Il naquit[7] à Phlionte vers 325 av. J.-C. et mourut à

  1. Diog., IX, 69.
  2. Ce philosophe ne doit pas être confondu (il l’a été) avec Hécatée de Milet l’historien. Voir Pauly, Real. Encyclop. der Alterthumswissenschafft, Stuttgart, Metzler, 1839.
  3. Contr. Apion., I, 22.
  4. Plut., De Iside et Osiride, 9 ; Diog. I, 10.
  5. Josèphe, loc. cit. Cf. Antiq. Jud., I, VII, 2.
  6. Sext., M., I, 53 : Ὁ προφήτης τῶν Πύρρωνος λόγων Τίμων.

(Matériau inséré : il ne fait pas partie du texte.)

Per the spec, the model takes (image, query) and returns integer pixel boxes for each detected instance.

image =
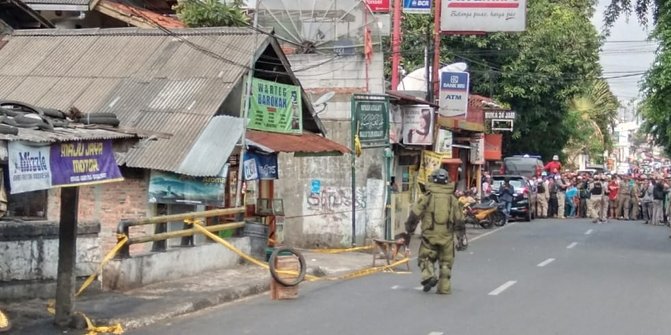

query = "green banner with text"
[247,78,303,134]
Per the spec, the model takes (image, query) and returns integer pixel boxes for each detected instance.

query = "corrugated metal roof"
[177,115,245,176]
[245,130,350,155]
[0,28,270,176]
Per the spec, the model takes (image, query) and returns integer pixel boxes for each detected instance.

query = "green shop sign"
[247,78,303,134]
[352,94,389,147]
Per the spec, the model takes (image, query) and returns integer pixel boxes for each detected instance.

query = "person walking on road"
[650,177,664,225]
[615,175,631,220]
[499,178,515,222]
[396,169,466,294]
[589,175,608,223]
[641,176,655,224]
[555,175,568,219]
[608,175,620,219]
[536,177,548,218]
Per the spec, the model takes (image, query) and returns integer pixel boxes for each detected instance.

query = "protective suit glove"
[394,232,412,246]
[456,231,468,251]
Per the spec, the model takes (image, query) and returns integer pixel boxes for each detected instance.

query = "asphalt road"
[128,220,671,335]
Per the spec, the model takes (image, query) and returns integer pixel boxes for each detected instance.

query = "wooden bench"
[373,239,410,271]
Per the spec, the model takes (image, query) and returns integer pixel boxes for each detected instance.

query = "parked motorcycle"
[464,194,506,229]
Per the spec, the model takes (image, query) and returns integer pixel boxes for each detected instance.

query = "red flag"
[363,27,373,64]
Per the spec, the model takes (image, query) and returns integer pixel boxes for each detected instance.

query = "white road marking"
[469,222,517,242]
[489,280,517,295]
[537,258,555,268]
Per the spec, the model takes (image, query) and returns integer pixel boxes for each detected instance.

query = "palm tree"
[564,79,620,168]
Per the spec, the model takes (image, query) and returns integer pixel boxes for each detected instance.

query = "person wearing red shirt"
[544,155,561,173]
[608,176,620,219]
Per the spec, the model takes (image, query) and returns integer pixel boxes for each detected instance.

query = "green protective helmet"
[431,169,450,184]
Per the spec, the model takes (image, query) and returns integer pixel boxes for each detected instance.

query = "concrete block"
[102,237,251,291]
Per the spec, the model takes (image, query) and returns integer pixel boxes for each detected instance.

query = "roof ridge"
[10,27,254,37]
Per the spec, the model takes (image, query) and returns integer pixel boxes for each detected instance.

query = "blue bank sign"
[439,72,469,117]
[403,0,431,14]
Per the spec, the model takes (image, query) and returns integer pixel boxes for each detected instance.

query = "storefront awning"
[441,158,463,164]
[246,130,350,156]
[438,116,485,133]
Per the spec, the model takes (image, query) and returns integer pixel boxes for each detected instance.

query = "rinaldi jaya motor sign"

  7. Pour fixer la date de Timon, voici les renseignements dont nous disposons : 1- il fut disciple de Stilpon, Diog., IX, 109; 2- il vécut quatre-vingt-dix ans, ibid.,112; 3- il survécut à Arcésilas, car il composa un Banquet funèbre d’Arcésilas, ibid., 115; 4- enfin il fut l'ami de Lacydes, successeur d'Arcésilas, avec lequel Athénée (X, 438) rapporte qu’il lui arriva de s'énivrer. (Cf. Élien, Var. Hist., II, 41). Or, Stilpon ne parait pas avoir vécu au-delà des premières années du IIIe siècle (Zeller, op. cit., t. II, 211, 1). On peut croire que Timon, qui avait été danseur avant d'être philosophe, était âgé d’environ vingt-cinq ans lorsqu’il arriva à Mégare, ce qui place la date de sa naissance vers 325. La date de sa mort serait alors 235, ce qui concorde bien avec les autres renseignements : Arcésilas mourut vers 241 (Zeller, t. IV, p. 491, 3), et dans l’intervalle qui sépare cette date de l’an 235, Timon eut tout le temps nécessaire pour changer d’opinion sur le comple d’Arcésilas qu’il avait d’abord fort maltraité, et qu'il loua ensuite dans le Περιδειπνον, puis pour devenir l’ami de Lacydes, que sans doute il n’avait pu connaître du vivant d'Arcésilas. On voit donc que c'est ) tort que Ritter et Preller (His.phil. Grœc. et Rom., 357, 6e Aufl.) et Wachsmuth (De Timone Phliasio, p. 5, Leipzig, 1859) déclarent que Timon n'a pu être disciple de Stilpon : il n'y a pas de difficulté chronologique â admettre le témoignage de Diogène sur ce point.